Europeans and other folks who adore the "beautiful game" of soccer are used to tie matches. Nil-nil can drive a crowd delirious. For Americans, however, it is just like kissing your sister. Who can love a tie?

Actually, in the early days of the baseball, club captains could agree to a draw. Harry Wright, the captain and manager of the Cincinnati Red Stockings, the first all-professional team, objected when, at the end of nine innings, the Brooklyn Atlantics walked off the field, willing to accept a 5-5 tie against the nation's leading nine. The crowd of thousands, who paid 50 cents to watch the game in June 1870, was delighted to accept the tie. Wright would have nothing of it. He pointed to the official rules which stated that "unless it be mutually agreed upon by the captains of the two nines to consider the game a draw," a tie game must continue into extra innings. As chance would have it, Henry Chadwick, Chairman of the Rules Committee, was in attendance, and he agreed with Wright. Required to return to the fray, the Atlantics pulled out the victory in the bottom of the eleventh inning. Should Wright have accepted the tie?

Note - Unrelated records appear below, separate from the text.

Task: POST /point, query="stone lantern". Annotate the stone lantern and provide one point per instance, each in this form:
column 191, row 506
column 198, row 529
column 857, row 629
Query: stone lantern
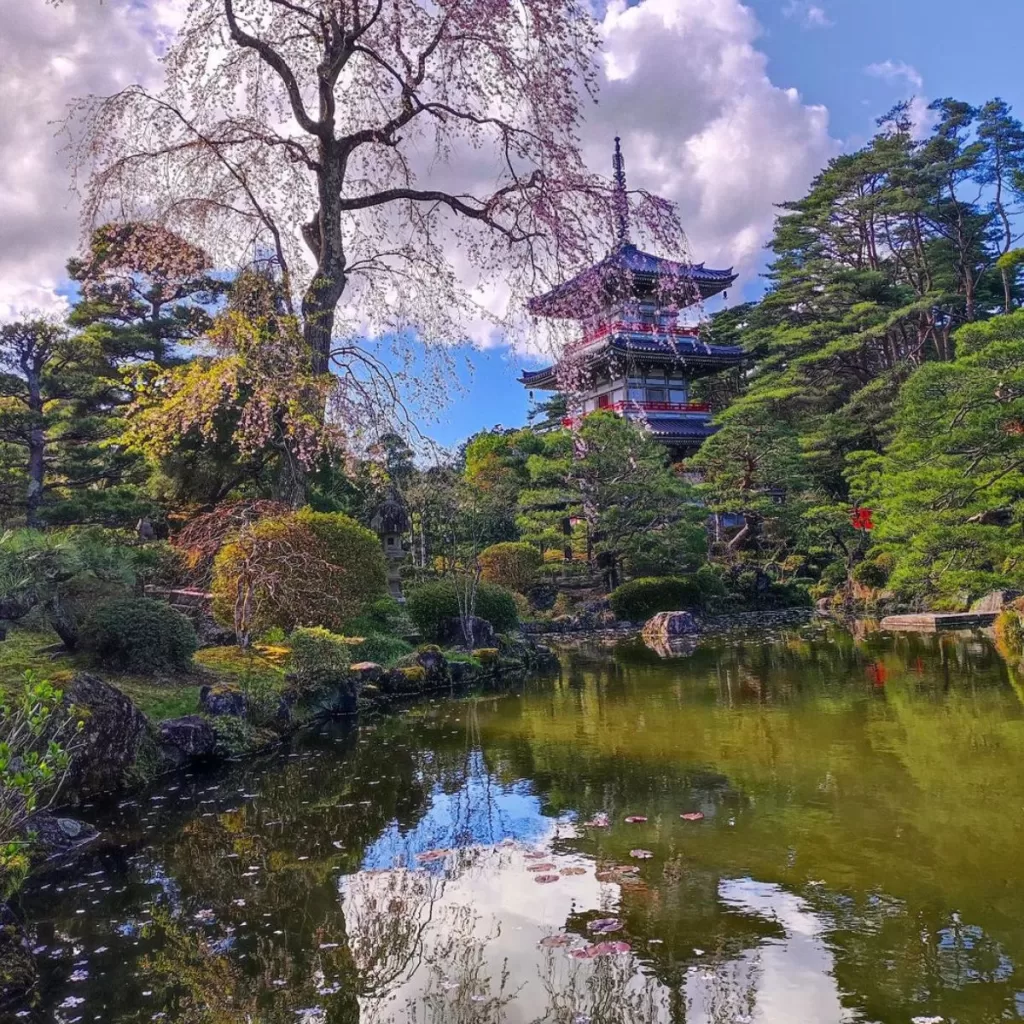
column 390, row 521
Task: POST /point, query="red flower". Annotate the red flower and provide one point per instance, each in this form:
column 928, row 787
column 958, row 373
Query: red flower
column 861, row 518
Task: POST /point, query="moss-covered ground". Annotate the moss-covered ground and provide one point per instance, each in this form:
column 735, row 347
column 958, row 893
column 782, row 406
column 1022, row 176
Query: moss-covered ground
column 157, row 696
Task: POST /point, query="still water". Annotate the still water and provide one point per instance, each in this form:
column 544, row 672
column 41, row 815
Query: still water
column 858, row 858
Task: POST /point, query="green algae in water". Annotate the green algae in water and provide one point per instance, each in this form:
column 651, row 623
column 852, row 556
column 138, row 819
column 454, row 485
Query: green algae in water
column 858, row 858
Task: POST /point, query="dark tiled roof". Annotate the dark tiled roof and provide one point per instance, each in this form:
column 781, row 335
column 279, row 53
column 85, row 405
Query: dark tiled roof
column 652, row 349
column 629, row 270
column 666, row 428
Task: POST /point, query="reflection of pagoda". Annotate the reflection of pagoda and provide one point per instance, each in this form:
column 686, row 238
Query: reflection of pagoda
column 635, row 356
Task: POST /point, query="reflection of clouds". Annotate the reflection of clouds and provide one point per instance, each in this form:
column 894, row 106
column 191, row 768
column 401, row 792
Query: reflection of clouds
column 467, row 948
column 788, row 979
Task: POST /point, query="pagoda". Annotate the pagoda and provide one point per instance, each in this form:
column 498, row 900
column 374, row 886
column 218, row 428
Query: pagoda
column 635, row 356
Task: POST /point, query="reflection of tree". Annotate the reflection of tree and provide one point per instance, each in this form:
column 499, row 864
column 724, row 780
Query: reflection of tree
column 387, row 914
column 606, row 990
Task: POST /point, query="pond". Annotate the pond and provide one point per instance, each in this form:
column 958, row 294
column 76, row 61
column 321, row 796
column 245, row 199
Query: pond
column 826, row 827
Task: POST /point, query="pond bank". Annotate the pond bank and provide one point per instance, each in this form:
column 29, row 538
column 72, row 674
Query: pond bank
column 125, row 751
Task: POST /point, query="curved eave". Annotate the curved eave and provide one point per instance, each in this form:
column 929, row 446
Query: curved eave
column 629, row 270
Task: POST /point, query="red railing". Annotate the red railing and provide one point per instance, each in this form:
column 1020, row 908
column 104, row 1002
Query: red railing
column 634, row 327
column 658, row 407
column 644, row 407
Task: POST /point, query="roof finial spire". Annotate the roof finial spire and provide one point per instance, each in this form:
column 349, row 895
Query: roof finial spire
column 620, row 202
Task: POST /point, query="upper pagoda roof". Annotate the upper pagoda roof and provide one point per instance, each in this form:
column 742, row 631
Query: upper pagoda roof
column 630, row 272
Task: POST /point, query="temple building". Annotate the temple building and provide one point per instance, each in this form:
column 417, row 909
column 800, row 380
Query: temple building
column 635, row 355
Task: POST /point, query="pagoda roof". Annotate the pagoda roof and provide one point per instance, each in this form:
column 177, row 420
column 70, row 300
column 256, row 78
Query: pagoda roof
column 668, row 429
column 630, row 272
column 629, row 345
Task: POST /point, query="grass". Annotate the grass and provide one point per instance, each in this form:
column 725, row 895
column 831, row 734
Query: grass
column 159, row 697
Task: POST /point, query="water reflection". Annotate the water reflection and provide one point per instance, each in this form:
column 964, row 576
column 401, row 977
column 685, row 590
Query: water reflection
column 850, row 852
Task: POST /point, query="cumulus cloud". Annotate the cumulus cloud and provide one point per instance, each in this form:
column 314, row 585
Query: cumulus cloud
column 810, row 15
column 50, row 55
column 683, row 83
column 702, row 124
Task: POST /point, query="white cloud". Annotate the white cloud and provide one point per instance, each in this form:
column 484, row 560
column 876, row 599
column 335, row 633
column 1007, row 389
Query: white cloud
column 684, row 85
column 50, row 55
column 810, row 15
column 704, row 125
column 909, row 79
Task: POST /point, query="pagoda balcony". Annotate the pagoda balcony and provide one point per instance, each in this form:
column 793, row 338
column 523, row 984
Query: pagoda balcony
column 638, row 410
column 669, row 333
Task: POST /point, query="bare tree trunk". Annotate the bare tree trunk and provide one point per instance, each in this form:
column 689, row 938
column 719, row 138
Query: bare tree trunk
column 37, row 451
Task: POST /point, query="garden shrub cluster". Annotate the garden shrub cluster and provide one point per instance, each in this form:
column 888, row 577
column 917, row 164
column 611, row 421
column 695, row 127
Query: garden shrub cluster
column 320, row 657
column 303, row 568
column 639, row 599
column 512, row 564
column 139, row 635
column 432, row 605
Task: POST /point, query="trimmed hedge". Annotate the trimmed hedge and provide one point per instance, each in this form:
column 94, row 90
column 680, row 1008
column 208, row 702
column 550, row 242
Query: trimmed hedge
column 512, row 564
column 137, row 634
column 431, row 605
column 639, row 599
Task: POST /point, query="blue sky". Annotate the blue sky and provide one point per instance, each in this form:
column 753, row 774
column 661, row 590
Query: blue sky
column 972, row 52
column 725, row 107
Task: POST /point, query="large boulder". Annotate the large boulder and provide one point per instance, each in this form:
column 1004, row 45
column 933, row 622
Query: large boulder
column 113, row 736
column 996, row 600
column 188, row 738
column 54, row 835
column 482, row 633
column 669, row 626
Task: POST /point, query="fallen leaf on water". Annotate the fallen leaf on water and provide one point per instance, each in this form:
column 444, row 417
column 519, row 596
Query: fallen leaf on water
column 605, row 925
column 600, row 949
column 430, row 855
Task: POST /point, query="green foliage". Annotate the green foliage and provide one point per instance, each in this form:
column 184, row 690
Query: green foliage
column 39, row 735
column 870, row 573
column 432, row 605
column 354, row 549
column 946, row 492
column 320, row 657
column 639, row 599
column 381, row 648
column 139, row 635
column 512, row 564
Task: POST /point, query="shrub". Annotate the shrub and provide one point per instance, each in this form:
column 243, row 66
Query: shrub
column 431, row 605
column 320, row 657
column 380, row 648
column 139, row 635
column 639, row 599
column 870, row 573
column 512, row 564
column 355, row 550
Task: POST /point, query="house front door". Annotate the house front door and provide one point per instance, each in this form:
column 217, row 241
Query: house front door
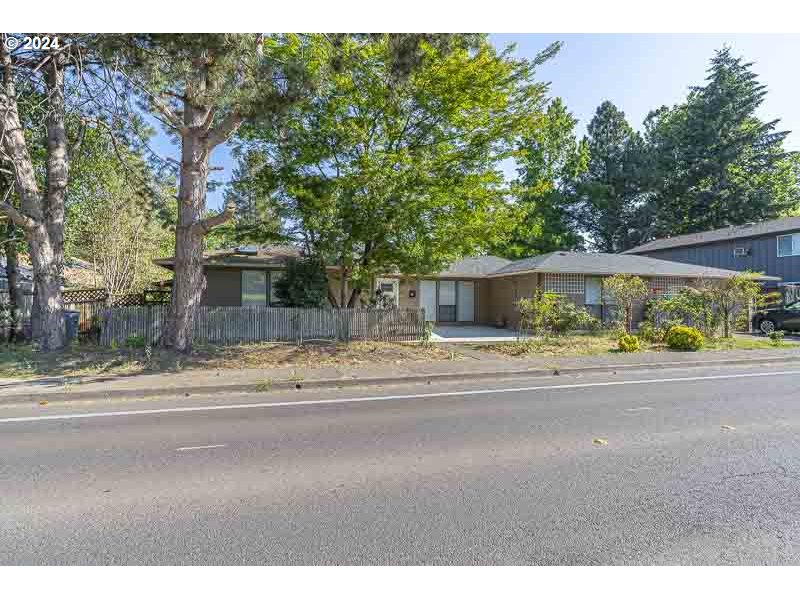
column 447, row 301
column 466, row 301
column 593, row 287
column 427, row 300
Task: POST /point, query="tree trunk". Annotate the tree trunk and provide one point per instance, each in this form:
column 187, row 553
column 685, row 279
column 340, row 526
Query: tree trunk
column 354, row 296
column 12, row 265
column 343, row 288
column 189, row 280
column 41, row 216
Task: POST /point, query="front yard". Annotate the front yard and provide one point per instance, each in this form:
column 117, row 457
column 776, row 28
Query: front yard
column 605, row 342
column 87, row 360
column 90, row 360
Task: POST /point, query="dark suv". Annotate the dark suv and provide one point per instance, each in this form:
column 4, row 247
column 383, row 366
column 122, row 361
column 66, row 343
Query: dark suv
column 774, row 319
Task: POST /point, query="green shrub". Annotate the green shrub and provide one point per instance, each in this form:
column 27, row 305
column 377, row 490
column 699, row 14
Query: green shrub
column 135, row 341
column 304, row 283
column 650, row 333
column 681, row 337
column 628, row 343
column 547, row 312
column 427, row 333
column 776, row 337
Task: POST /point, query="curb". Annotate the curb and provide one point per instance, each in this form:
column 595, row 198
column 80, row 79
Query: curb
column 264, row 387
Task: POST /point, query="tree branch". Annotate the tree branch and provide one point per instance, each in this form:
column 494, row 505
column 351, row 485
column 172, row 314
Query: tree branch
column 203, row 226
column 227, row 127
column 17, row 217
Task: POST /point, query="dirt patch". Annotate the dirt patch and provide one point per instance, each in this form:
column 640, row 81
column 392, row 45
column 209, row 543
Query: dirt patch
column 24, row 361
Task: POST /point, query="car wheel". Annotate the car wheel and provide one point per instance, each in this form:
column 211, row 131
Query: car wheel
column 767, row 326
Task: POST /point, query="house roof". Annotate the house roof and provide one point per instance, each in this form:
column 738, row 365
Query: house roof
column 733, row 232
column 474, row 266
column 261, row 256
column 480, row 267
column 611, row 264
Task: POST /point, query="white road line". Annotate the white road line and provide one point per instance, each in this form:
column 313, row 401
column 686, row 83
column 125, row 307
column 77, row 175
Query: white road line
column 535, row 388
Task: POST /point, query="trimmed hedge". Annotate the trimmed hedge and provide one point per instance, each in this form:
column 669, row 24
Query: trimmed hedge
column 681, row 337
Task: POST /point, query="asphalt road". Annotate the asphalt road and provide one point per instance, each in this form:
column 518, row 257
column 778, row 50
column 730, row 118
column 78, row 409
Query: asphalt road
column 596, row 470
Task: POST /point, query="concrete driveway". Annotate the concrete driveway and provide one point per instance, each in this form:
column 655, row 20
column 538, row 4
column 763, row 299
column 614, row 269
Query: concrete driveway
column 472, row 333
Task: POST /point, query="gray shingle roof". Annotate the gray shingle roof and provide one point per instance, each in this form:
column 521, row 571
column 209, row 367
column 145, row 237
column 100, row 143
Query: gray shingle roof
column 611, row 264
column 473, row 266
column 717, row 235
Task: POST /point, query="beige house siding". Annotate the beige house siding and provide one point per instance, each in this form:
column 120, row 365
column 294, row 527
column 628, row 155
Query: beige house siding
column 495, row 298
column 502, row 292
column 223, row 287
column 483, row 302
column 408, row 284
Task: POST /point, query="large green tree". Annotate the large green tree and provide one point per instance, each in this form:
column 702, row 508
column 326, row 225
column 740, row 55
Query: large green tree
column 378, row 172
column 716, row 163
column 39, row 151
column 202, row 87
column 613, row 187
column 549, row 163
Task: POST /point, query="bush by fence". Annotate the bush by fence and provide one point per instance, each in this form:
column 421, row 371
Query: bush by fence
column 247, row 324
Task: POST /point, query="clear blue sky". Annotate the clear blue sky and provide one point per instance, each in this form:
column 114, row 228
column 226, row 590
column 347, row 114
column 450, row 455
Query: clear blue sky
column 638, row 72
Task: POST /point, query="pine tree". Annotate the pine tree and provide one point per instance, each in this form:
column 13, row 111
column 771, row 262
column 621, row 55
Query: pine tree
column 613, row 187
column 717, row 163
column 550, row 161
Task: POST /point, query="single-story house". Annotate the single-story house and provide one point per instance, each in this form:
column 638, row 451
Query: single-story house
column 770, row 247
column 476, row 290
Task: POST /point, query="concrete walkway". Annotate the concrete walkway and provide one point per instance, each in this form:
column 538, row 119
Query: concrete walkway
column 472, row 333
column 476, row 365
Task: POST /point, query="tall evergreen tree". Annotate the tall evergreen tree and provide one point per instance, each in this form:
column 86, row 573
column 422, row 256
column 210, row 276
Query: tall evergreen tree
column 716, row 162
column 550, row 161
column 612, row 188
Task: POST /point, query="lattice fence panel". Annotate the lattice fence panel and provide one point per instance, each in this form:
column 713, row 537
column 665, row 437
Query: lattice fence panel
column 564, row 283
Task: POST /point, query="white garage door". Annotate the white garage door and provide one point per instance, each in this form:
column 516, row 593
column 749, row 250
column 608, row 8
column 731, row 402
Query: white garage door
column 428, row 299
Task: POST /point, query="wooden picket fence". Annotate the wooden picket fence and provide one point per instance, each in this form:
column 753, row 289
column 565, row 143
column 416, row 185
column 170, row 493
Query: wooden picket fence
column 248, row 324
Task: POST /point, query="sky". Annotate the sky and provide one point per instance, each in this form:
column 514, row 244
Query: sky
column 637, row 72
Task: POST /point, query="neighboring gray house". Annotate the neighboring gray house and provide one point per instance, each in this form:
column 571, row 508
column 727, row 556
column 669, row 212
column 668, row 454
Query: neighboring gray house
column 769, row 247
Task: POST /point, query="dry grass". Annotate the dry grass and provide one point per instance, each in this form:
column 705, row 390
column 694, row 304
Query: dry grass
column 606, row 342
column 565, row 345
column 87, row 360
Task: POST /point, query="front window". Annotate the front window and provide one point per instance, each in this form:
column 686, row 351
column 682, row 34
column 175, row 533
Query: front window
column 274, row 277
column 254, row 288
column 666, row 286
column 789, row 245
column 564, row 283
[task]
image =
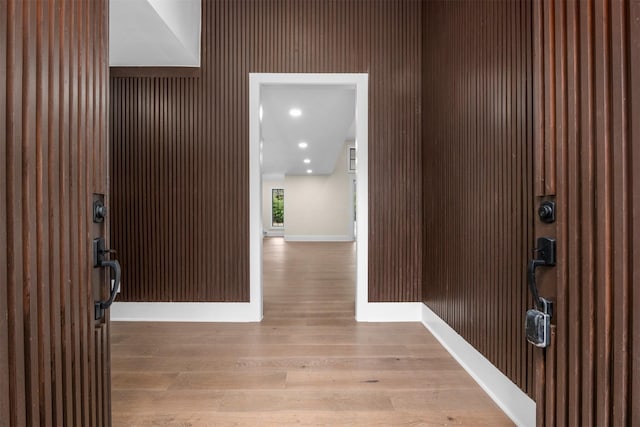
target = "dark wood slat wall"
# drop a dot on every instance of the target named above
(588, 66)
(181, 145)
(53, 121)
(478, 178)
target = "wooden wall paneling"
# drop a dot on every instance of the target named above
(633, 22)
(5, 401)
(206, 257)
(478, 179)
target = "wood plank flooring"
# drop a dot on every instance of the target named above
(307, 363)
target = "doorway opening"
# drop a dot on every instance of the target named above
(257, 84)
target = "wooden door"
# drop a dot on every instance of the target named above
(54, 357)
(587, 139)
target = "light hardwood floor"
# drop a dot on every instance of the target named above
(307, 363)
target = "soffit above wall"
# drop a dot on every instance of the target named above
(154, 33)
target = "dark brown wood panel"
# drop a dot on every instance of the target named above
(53, 120)
(181, 145)
(478, 179)
(589, 54)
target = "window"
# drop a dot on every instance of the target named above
(351, 159)
(277, 207)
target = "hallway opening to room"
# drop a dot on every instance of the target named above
(309, 160)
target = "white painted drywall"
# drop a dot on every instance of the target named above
(320, 207)
(267, 186)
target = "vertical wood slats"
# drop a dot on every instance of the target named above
(595, 47)
(180, 145)
(478, 182)
(53, 112)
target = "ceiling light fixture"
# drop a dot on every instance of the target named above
(295, 112)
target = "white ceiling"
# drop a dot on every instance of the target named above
(327, 121)
(154, 33)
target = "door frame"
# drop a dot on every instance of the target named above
(361, 83)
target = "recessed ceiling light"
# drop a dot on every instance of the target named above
(295, 112)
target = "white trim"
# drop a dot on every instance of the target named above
(361, 82)
(391, 312)
(317, 238)
(513, 401)
(184, 312)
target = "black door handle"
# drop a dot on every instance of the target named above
(538, 321)
(99, 252)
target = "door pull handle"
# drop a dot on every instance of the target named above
(99, 253)
(538, 320)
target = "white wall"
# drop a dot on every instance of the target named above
(267, 186)
(316, 208)
(320, 207)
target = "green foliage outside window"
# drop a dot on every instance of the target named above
(277, 207)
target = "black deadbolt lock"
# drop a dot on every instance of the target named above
(547, 212)
(99, 211)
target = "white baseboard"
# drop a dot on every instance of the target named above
(389, 312)
(185, 312)
(317, 238)
(513, 401)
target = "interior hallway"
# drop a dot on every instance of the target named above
(309, 362)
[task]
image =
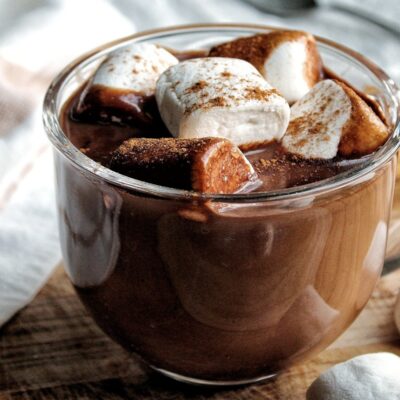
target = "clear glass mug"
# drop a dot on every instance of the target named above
(221, 289)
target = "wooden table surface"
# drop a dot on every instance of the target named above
(53, 350)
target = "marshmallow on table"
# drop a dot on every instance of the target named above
(123, 81)
(221, 97)
(397, 312)
(332, 119)
(368, 377)
(288, 60)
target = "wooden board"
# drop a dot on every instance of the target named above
(53, 350)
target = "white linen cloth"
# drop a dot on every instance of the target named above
(37, 38)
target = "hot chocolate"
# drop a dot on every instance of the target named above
(222, 290)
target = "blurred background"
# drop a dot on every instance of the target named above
(39, 37)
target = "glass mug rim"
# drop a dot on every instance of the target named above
(84, 163)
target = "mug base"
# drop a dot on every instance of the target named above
(205, 382)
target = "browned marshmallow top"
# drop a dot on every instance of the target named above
(208, 165)
(288, 60)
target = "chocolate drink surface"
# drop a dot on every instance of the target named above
(220, 291)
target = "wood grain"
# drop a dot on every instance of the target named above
(53, 350)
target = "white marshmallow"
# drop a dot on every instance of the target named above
(367, 377)
(397, 313)
(333, 119)
(288, 60)
(221, 97)
(135, 68)
(285, 69)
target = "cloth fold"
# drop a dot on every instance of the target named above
(32, 51)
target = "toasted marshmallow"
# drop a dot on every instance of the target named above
(221, 97)
(208, 165)
(135, 68)
(288, 60)
(122, 89)
(332, 119)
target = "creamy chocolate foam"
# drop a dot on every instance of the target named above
(220, 291)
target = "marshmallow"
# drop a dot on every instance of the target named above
(221, 97)
(122, 87)
(397, 313)
(208, 165)
(288, 60)
(332, 119)
(135, 68)
(367, 377)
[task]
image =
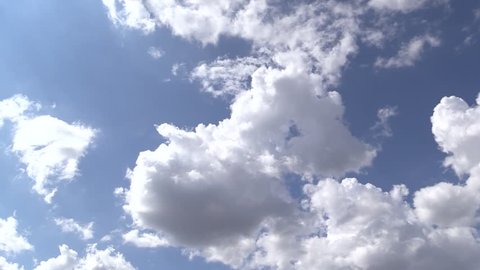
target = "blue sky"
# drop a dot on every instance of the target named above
(227, 184)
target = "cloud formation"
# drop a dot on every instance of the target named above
(219, 190)
(49, 148)
(409, 53)
(70, 225)
(106, 259)
(11, 242)
(5, 265)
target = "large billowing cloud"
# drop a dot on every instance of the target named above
(227, 178)
(106, 259)
(219, 190)
(49, 148)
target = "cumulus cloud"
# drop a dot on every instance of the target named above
(409, 53)
(456, 128)
(227, 177)
(5, 265)
(145, 240)
(226, 76)
(49, 148)
(155, 52)
(403, 5)
(11, 241)
(359, 226)
(106, 259)
(382, 126)
(70, 225)
(218, 190)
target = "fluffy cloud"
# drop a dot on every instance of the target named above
(5, 265)
(145, 240)
(11, 241)
(382, 126)
(66, 260)
(219, 190)
(49, 147)
(403, 5)
(226, 76)
(227, 177)
(361, 227)
(456, 128)
(409, 53)
(155, 52)
(70, 225)
(94, 258)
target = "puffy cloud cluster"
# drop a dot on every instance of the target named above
(227, 178)
(219, 190)
(456, 127)
(49, 148)
(106, 259)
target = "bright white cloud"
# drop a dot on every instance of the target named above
(409, 53)
(144, 240)
(70, 225)
(218, 190)
(403, 5)
(49, 147)
(106, 259)
(5, 265)
(66, 260)
(13, 109)
(382, 126)
(456, 128)
(155, 52)
(226, 76)
(11, 241)
(226, 177)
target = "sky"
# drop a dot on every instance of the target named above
(240, 134)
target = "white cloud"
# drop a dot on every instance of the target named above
(226, 76)
(227, 177)
(382, 126)
(132, 14)
(456, 128)
(155, 52)
(13, 109)
(70, 225)
(144, 240)
(178, 69)
(5, 265)
(409, 53)
(403, 5)
(11, 241)
(218, 190)
(66, 260)
(107, 259)
(49, 147)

The Ohio high school hockey state championship game last weekend ended in a tie. The championship game? You would think that winner-takes-all must prevail when it comes to a trophy and a banner to hang in the school gymnasium. The two teams tried to play a game that resulted in one winner and one loser, but fate would have it otherwise. It was tied 1-1 after the regulation three periods and overtime commenced. And the overtimes kept coming with lots of chances to score, but no goals. Cleveland's St. Ignatius and Sylvania Northview were ready to start overtime number eight when the commissioner of the Ohio State Athletic Association called the game a tie, expressing concern for the safety of the players. The two high schools were named co-champions. Does that mean each school can hang half a banner?

Ties used to be common in the NHL until 2005 when the League instituted the shootout that always ends the game. Someone will score on the penalty shots and someone will miss. Hockey rules at the secondary school level across the country, however, do not contain a provision for a shootout, and so the kids kept playing and playing.

The American ethos makes victory essential. The scoreboard matters, not how hard you play or how earnest your effort. Everyone shakes hands at the end of a match, but only half the players are smiling. Only the Olympic Games award medals for being second and third. It may be great to make it to the Super Bowl, but unless your team prevails, that joy dissipates when the clock ends the match and your team is not on top.

It is true that an NFL game can still end in a tie although that happens infrequently. The teams play an overtime period, and that is almost always sufficient to decide the outcome. Ties in the NFL used to be quite common before 1974 when the overtime period was instituted. (In the previous four seasons there had been a combined total of 29 ties.)

There is a saving grace inherent in losing made famous by the Brooklyn Dodgers. "Wait 'til next year" rang out from Ebbets Field almost on an annual basis until 1955 when the "Bums" won the Series against their hated Yankees. (The club had won the National League championship - but lost the World Series -- nine times before that World Series victory.) Losing was the predicate to winning!

Those kids from Ohio should have had the chance to lose as well as win. Was it really much more dangerous to play an eighth overtime period than the seven extra periods they had already played? Everyone was exhausted. Someone would eventually have become lucky and slipped a goal behind Northview's goalie David Marsh or St. Ignatius' net minder Dylan McKeon. The longer a game goes, the more likely it is that there will be a resolution.

We may wish that "how you play the game" would mean more than it does in sports. Victory, however, is essential to sports well played. The joy of a championship, of course, only lasts until the parade has concluded. Then it is time to start thinking about next season.